I have but one question for myself to contemplate: How come all my exes (bar one, but he was for lots of years) are engaged in longterm relationships, but I’m constantly single? If everybody you dance with make the same misstake, it might not be them, but you. I wonder how much of a complete relationship horror I am? It must be bad.
I seem to be utterly incompetent when it comes to functioning in a relationship, and still, I do some sort of diversity dating. I’ve tested dating and having relationships with people ranging from graphic designers, musicians, chefs and computer scientists to electricians, students and inbetween-jobs. People on my level, and people somewhere completely different. Religious to atheists. People who like to talk, and uptight quiet neurosises on two legs (noone particular in mind ahem). I’d say I have a wide span here. People from Sweden, people from other cultures. I’ve really tried everything.
You would think that the reason for the dating/relationships to be so continously hellbound was that I relived the same old scenarios over and over again. But alas, no! This is not the case. Or rather, I’m reliving it, but not with the same or even similar actors. They are but extras in the drama that is my life.
I’m still single. And I feel like I’ve overdated.
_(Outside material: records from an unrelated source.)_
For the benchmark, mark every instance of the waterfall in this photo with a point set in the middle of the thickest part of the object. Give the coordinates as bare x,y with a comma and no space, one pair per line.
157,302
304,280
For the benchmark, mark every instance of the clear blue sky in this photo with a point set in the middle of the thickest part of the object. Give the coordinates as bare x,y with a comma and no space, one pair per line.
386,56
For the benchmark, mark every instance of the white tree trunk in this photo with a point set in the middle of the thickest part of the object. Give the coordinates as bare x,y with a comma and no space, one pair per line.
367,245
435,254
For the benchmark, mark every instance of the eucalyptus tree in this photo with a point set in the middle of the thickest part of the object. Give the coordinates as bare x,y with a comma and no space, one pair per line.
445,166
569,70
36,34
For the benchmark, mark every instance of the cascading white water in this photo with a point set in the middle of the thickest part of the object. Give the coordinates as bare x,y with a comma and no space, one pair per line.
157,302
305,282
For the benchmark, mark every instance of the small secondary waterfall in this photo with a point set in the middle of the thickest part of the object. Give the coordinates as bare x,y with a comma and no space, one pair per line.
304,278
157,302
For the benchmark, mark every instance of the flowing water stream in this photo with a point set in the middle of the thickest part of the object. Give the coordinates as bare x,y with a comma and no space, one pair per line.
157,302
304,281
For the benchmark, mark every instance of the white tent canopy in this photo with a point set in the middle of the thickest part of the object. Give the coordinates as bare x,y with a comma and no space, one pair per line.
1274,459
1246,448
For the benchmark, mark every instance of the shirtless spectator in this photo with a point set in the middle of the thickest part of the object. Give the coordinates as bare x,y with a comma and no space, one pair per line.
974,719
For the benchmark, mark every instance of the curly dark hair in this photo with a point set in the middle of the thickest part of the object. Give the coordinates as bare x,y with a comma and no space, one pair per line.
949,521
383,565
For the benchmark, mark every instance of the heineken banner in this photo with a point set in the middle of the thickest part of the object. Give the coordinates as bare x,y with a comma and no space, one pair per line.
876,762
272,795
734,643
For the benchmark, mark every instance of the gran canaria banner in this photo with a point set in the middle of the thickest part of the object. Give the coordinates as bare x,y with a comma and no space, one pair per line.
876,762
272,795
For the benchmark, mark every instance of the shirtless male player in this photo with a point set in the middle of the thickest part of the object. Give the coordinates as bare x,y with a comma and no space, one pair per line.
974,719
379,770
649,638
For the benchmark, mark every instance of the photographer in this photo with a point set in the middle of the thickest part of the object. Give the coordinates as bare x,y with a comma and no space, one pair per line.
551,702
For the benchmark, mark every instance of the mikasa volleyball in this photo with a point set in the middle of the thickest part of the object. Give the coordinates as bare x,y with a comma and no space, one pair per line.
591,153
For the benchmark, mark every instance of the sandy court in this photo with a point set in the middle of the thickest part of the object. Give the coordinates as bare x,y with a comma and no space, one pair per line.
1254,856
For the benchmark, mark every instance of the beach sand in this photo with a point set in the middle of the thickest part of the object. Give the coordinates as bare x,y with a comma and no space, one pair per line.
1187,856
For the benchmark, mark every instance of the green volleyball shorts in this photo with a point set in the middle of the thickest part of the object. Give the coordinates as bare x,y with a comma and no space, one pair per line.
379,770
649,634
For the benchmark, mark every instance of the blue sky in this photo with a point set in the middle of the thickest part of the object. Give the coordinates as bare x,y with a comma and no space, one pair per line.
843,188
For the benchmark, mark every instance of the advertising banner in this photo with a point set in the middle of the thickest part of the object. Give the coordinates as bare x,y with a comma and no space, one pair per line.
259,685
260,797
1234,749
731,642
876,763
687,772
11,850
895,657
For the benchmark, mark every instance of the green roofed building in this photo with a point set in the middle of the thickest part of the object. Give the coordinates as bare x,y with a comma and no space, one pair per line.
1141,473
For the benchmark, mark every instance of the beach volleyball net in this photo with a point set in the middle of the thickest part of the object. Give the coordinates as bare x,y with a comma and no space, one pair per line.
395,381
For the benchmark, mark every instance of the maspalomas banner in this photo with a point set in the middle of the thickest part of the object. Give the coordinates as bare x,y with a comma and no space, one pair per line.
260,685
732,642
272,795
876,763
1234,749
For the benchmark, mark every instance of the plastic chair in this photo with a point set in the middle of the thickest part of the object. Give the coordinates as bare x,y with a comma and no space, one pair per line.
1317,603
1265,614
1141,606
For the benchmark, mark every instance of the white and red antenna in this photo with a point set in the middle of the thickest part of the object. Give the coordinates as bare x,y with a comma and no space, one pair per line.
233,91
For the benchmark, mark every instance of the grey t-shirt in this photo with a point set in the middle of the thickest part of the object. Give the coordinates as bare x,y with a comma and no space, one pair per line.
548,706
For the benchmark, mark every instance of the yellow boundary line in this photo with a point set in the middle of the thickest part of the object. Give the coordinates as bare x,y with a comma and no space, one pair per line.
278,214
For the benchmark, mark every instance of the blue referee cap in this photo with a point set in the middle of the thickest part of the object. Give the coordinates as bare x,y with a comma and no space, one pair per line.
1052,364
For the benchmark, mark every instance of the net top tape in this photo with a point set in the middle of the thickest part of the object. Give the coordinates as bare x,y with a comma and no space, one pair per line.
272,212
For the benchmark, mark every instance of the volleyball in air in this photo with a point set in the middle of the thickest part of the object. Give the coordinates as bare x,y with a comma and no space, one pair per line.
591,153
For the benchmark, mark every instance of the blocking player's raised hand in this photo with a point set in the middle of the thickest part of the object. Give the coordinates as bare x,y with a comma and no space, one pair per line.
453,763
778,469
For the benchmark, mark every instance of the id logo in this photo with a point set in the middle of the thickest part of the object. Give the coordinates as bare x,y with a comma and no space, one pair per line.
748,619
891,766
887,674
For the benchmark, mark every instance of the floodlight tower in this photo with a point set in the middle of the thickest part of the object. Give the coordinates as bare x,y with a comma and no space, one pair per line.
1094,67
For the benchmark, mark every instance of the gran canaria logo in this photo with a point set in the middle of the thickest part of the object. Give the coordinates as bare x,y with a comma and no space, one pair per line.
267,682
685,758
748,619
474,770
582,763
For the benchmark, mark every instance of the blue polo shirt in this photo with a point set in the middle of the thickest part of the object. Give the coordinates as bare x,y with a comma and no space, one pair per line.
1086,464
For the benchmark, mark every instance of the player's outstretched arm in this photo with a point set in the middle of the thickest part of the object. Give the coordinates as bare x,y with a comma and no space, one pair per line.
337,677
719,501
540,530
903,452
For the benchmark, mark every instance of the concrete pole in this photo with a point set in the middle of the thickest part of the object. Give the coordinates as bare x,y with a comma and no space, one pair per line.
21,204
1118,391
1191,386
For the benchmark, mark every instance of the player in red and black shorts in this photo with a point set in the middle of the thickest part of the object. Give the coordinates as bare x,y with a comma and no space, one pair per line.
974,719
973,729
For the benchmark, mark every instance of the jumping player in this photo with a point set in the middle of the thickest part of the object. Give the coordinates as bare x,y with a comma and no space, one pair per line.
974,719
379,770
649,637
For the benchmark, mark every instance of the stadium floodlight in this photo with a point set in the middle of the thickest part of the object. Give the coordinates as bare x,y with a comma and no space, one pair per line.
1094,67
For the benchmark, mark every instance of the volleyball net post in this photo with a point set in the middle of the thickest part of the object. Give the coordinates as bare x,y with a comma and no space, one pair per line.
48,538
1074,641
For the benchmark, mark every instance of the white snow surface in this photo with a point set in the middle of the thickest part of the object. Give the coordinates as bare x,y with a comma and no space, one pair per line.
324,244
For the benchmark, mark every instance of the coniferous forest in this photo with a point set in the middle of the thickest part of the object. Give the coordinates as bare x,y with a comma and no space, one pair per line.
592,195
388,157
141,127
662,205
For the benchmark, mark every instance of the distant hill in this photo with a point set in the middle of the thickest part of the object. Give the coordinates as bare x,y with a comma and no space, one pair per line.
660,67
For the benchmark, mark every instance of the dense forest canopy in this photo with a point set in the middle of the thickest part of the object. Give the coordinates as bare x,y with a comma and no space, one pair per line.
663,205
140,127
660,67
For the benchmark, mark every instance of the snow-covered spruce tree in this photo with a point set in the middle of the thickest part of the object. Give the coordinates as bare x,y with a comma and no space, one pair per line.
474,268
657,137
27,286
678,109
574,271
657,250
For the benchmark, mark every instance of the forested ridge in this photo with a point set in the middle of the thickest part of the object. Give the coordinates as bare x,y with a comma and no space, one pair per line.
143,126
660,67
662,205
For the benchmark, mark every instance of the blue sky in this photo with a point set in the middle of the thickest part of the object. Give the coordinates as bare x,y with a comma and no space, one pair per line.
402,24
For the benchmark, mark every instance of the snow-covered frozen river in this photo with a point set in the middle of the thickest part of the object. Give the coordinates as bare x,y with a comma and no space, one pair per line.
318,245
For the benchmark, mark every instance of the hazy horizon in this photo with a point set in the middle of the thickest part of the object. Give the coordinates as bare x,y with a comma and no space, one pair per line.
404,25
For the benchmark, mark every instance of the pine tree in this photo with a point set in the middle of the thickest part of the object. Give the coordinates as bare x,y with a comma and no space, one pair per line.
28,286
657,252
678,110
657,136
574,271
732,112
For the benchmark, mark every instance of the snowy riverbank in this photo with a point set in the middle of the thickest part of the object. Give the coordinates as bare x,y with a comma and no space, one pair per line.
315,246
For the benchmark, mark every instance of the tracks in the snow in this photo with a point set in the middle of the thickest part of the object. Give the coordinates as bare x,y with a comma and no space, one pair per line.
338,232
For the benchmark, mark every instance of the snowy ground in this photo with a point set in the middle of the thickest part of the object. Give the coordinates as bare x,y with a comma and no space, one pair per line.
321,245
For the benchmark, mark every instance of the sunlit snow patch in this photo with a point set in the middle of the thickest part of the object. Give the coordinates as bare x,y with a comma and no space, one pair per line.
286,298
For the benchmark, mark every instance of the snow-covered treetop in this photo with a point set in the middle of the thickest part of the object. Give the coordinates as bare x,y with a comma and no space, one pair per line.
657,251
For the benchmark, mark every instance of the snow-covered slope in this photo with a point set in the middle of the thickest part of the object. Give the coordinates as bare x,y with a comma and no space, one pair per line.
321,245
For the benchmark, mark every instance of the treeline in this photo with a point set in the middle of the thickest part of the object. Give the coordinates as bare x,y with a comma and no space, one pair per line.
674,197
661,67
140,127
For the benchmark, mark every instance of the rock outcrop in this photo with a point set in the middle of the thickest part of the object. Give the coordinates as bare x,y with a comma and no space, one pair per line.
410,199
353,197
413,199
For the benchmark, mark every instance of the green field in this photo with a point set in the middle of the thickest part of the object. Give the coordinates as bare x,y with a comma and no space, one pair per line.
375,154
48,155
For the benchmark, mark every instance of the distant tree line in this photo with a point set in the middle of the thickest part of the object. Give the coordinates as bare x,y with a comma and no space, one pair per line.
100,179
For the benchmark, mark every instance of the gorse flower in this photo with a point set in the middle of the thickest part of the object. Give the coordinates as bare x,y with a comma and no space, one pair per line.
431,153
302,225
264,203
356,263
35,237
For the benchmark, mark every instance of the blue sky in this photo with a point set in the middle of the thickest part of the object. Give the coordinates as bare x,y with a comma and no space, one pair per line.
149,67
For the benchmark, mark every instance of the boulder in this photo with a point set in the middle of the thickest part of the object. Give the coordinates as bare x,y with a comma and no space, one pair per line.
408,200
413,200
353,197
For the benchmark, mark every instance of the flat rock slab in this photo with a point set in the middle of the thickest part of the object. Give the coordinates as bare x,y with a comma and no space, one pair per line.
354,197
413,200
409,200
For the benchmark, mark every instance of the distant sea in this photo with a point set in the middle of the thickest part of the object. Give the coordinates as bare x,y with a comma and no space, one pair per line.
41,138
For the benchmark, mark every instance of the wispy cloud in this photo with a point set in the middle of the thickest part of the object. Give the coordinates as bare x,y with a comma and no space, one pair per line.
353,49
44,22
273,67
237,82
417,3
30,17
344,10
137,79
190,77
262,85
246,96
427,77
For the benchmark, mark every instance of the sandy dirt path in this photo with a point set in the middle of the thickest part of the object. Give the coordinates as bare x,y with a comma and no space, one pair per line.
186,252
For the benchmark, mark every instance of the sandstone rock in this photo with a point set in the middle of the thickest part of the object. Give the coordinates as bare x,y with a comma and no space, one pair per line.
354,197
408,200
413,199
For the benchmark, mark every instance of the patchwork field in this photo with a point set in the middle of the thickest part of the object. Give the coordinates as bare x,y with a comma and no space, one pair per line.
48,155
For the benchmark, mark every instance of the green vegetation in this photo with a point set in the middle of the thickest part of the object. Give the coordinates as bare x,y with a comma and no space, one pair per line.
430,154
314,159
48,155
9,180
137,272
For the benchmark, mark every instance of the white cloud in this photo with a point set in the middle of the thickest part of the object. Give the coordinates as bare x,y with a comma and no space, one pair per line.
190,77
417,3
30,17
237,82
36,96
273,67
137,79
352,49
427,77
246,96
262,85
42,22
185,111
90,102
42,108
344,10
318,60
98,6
I can’t do it anymore. It’s getting so old, the whole concept. Having to get to know someone, rearrange your life for them, all that. After the last collapse and heartbreak (in october I think it was) I decided to stay single until 2013. Since then I’ve been on a couple of dates, but nothing has made me rethink. Or rather: Noone. I am to be single until 2013. So, you can unlock your doors and let your sons and daughters out, I promise to stay inside here and ponder the reasons of my lonelyness, all on my own.
Or as we say, in my generation: F*ck this shit.